Approaches sometimes called vibe coding or AI-driven programming let almost anyone produce an app, a website, or an application. The range runs from using AI as a support tool to generating an entire application with it. This is the early stage, and the volume of software produced this way will keep growing.
The open question is who judges whether that software is good. A large amount of new software is coming from people outside the developer profession. The quality can be solid, but it can also hide pitfalls and security vulnerabilities. Someone has to test it.
This raises practical decisions for testing teams. How do you support your test frameworks with AI? Do you replace some tests with AI-driven tests, or redirect human effort toward edge cases? There is no settled answer yet, because everyone is still learning how to work with the technology.
Quality is owned by the team, or by no one
Telling an agile team that everyone is responsible for quality usually means no one is. Shared responsibility only works when the mindset is actively built in, not declared once and left alone.
The quality people are often the ones who drive that change. They bring the UX designer, the business analyst, the developer, and someone from operations into a way of working where each role owns a real part of quality assurance and built-in quality. Quality stops being the tester’s private task.
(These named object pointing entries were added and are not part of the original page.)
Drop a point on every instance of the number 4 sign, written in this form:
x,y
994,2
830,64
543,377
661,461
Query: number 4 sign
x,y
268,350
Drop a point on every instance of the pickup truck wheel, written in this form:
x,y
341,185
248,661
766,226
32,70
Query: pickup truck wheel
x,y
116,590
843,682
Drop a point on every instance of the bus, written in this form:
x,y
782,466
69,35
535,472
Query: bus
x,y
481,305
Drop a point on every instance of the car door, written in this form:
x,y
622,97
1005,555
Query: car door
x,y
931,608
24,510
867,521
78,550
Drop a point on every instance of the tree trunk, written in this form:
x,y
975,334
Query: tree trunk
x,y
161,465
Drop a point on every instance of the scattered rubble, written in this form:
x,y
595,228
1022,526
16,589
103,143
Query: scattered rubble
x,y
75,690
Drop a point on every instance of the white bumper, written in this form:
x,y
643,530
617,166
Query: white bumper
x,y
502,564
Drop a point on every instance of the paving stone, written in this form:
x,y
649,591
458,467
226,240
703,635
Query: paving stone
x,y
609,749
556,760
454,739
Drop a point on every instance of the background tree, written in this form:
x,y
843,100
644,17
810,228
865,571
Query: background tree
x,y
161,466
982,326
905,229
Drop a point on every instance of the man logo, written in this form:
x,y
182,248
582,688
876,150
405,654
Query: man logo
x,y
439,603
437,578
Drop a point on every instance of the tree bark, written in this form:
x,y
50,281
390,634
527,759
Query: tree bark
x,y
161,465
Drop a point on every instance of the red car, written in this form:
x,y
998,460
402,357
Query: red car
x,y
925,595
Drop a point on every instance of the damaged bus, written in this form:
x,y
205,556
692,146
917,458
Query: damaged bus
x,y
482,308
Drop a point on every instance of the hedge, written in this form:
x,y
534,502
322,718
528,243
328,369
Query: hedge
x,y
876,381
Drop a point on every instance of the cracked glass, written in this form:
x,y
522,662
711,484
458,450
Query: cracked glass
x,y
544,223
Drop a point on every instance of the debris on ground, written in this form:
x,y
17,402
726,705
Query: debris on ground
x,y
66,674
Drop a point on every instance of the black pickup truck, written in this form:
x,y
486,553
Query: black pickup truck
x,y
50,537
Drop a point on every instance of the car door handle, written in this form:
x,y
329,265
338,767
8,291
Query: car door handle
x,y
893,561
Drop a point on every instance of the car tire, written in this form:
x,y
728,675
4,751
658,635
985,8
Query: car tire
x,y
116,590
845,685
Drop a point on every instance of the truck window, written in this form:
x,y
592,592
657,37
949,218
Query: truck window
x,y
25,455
Many teams and projects still struggle with this transformation, partly because the transformation itself is handled poorly. A tester who understands the full engineering process and can connect the dots across roles has real influence on making it work better.
Non-functional requirements have to run through the whole project
Security, usability, and similar non-functional concerns can no longer be bolted on at the end. In Europe, regulation is pushing teams to address them upfront and throughout the project, rather than through a single pen test or a late review.
The reason is cost. Changing the architecture late in a project to fix a security or usability gap is expensive. Deciding on security by design and usability by design early avoids those costly reworks.
This adds work for an already full day, and it lands on the whole team. Developer, architect, tester, and automation engineer all have to factor these concerns into how they work. The challenge is fitting it into existing workloads, not just acknowledging that it matters.
Personal development is the thing that keeps you employable
In an increasingly AI-driven environment, the skills, mindset, and tools you cultivate decide whether you stay relevant. The specific tool you use matters less than having the values, methods, and strategies to apply any tool.
This applies beyond testers. Quality-minded developers, UX experts, business analysts, and project managers all face the same question: which skills do I need, which mindset, and which tools can I use. Treat that question as ongoing, not as a one-time decision.
Quality as an attitude sounds simple and is not. Thinking in quality while balancing it against time constraints and fast release cycles is genuinely hard. The way through is to keep questioning old beliefs, build new strengths, and decide deliberately where you want your role to go.